Ее внимательно слушали, но по лицам было видно, что никто не понимает, о чем она говорит. Какие сапоги? Какой холодильник? Тут небо рушится на землю, все устои жизни рушатся, при чем тут холодильник?
На черной служебной «Волге» прикатил первый секретарь райкома. Но и перед ним милицейский лейтенант не дрогнул:
– Пропустить не могу. Извините. Приказ.
– Да что же это делается? – кинулась к секретарю кадровичка. – Я оставила там сапоги!
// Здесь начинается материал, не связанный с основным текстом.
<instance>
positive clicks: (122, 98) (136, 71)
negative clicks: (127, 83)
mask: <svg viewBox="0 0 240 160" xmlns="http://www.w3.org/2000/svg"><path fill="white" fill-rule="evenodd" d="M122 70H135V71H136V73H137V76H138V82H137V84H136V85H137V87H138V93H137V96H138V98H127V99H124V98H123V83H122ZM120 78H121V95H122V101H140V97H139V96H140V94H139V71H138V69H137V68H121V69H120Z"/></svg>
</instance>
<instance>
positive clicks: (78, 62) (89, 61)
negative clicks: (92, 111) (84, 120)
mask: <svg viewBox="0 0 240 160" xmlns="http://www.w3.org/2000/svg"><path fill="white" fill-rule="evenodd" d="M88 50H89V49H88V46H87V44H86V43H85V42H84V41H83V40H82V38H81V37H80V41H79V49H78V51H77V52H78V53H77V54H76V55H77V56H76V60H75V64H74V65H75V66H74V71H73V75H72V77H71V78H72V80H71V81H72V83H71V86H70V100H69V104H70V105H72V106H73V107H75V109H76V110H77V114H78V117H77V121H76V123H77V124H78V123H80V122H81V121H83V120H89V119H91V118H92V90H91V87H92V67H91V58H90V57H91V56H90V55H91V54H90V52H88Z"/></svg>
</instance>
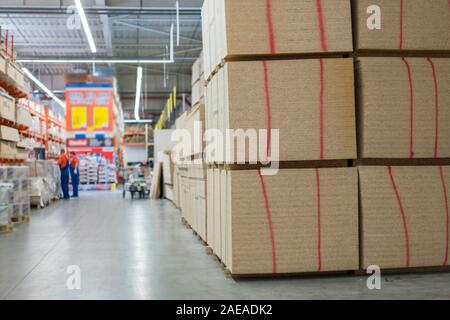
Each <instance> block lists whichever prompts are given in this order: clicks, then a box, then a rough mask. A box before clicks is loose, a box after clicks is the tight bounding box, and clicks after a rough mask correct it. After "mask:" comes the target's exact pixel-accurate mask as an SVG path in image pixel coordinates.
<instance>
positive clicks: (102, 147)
mask: <svg viewBox="0 0 450 320" xmlns="http://www.w3.org/2000/svg"><path fill="white" fill-rule="evenodd" d="M67 146H68V147H69V148H111V147H114V139H113V138H90V139H68V140H67Z"/></svg>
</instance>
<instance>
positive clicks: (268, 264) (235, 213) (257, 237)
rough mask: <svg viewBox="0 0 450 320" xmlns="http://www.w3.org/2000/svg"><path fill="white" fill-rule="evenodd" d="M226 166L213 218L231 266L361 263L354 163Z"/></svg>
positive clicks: (288, 266) (226, 258)
mask: <svg viewBox="0 0 450 320" xmlns="http://www.w3.org/2000/svg"><path fill="white" fill-rule="evenodd" d="M214 170H220V169H214ZM221 174H222V177H221V178H220V177H219V179H220V188H221V190H220V192H219V193H218V194H217V195H218V196H219V197H220V199H221V200H220V201H219V203H221V205H220V206H217V205H216V206H215V211H214V215H215V217H214V221H216V220H219V221H220V223H221V226H220V229H219V233H220V234H221V245H220V250H219V257H221V259H222V261H223V262H224V263H225V265H226V266H227V267H228V269H229V270H230V271H231V272H232V273H233V274H236V275H250V274H272V273H302V272H322V271H345V270H347V271H348V270H357V269H358V263H359V259H358V250H359V246H358V189H357V170H356V168H338V169H284V170H281V171H280V172H279V174H278V175H275V176H264V177H263V178H261V177H260V176H259V175H258V172H257V171H256V170H240V171H225V170H221ZM261 179H262V180H261ZM262 181H263V182H262ZM262 183H264V186H265V190H266V192H264V188H263V187H262ZM215 184H216V185H217V184H218V183H217V181H215ZM318 191H319V192H318ZM265 199H267V201H266V200H265ZM318 199H319V201H318ZM216 203H217V201H216ZM266 203H267V205H266ZM267 207H268V208H269V210H268V209H267ZM219 208H220V209H219ZM217 215H219V216H220V217H218V216H217ZM269 215H270V219H269V218H268V217H269ZM208 217H209V214H208ZM214 232H217V230H215V231H214ZM209 236H210V235H209V234H208V239H209ZM216 247H217V246H216Z"/></svg>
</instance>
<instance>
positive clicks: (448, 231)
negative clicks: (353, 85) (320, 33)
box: [354, 0, 450, 268]
mask: <svg viewBox="0 0 450 320" xmlns="http://www.w3.org/2000/svg"><path fill="white" fill-rule="evenodd" d="M354 2H355V6H354V8H355V13H354V14H355V19H354V21H355V23H356V24H355V30H356V36H355V37H356V41H355V42H356V44H357V49H358V51H360V52H363V51H364V57H361V58H358V59H357V63H356V66H357V68H356V74H357V93H358V94H357V96H358V99H357V100H358V111H357V114H358V115H359V117H358V124H359V125H358V149H359V158H360V163H361V164H362V166H360V167H359V179H360V199H361V204H360V208H361V210H360V216H361V234H360V237H361V244H360V245H361V267H362V268H366V267H368V266H369V265H378V266H380V267H382V268H408V267H431V266H446V265H448V245H449V209H448V185H447V183H448V182H449V178H450V177H449V168H448V165H450V161H449V158H450V150H449V148H450V129H449V126H448V125H447V123H448V122H449V121H450V34H449V32H448V30H450V10H449V3H448V1H446V0H436V1H420V0H409V1H388V0H375V1H368V0H367V1H366V0H355V1H354ZM369 6H371V10H373V14H374V16H373V17H374V18H375V19H376V16H377V14H376V12H377V11H380V12H381V14H382V16H381V22H382V25H381V29H377V28H375V27H376V20H373V25H372V27H371V28H369V27H368V25H367V22H368V20H367V19H368V15H367V8H369ZM369 20H370V19H369ZM383 56H384V57H383ZM418 165H420V166H418Z"/></svg>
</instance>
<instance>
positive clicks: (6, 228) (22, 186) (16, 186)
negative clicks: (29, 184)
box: [0, 166, 30, 232]
mask: <svg viewBox="0 0 450 320" xmlns="http://www.w3.org/2000/svg"><path fill="white" fill-rule="evenodd" d="M29 183H30V182H29V170H28V168H27V167H25V166H0V231H1V232H11V231H12V225H13V224H15V223H27V222H29V221H30V185H29Z"/></svg>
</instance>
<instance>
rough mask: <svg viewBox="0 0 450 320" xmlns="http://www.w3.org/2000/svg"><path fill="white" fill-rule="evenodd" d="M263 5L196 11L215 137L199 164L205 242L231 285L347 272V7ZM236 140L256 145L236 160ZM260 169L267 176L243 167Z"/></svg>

Первый секретарь посмотрел на нее пустым взглядом и отвернулся. Ни к кому не обращаясь, буркнул:
– Она оставила сапоги!
Немного помолчал, как бы набирая в легкие побольше воздуха и рявкнул, побагровев лицом:
– А я оставил там сердце!..
Вернувшись домой, Тимур включил телевизор. В дневном выпуске новостей передавали репортаж со Старой площади, где располагался комплекс зданий ЦК КПСС. Здесь бурлила многотысячная толпа, с трудом сдерживаемая милицией. При первом взгляде на нее у Тимура тревожно дрогнуло сердце: вот оно, началось! Но тотчас же стало ясно, что это вовсе не коммунисты собрались на стихийный митинг в защиту своей партии и ее Центрального Комитета, а демократически настроенные москвичи бьют стекла и норовят прорваться внутрь. Из-за тяжелых дверей появлялись какие-то хорошо одетые люди, по большей части молодые и немолодые женщины, послушно предъявляли содержимое сумок и пакетов дежурившим у входа представителям общественности, испуганно пробегали к метро по узкому проходу, образованному милицией. У одной из женщин пакет разорвался, на асфальт вывалилась связка сосисок в целлофане. Толпа заулюлюкала, засвистела.
Ну и ну. Вот тебе и самая сознательная и политически активная часть общества.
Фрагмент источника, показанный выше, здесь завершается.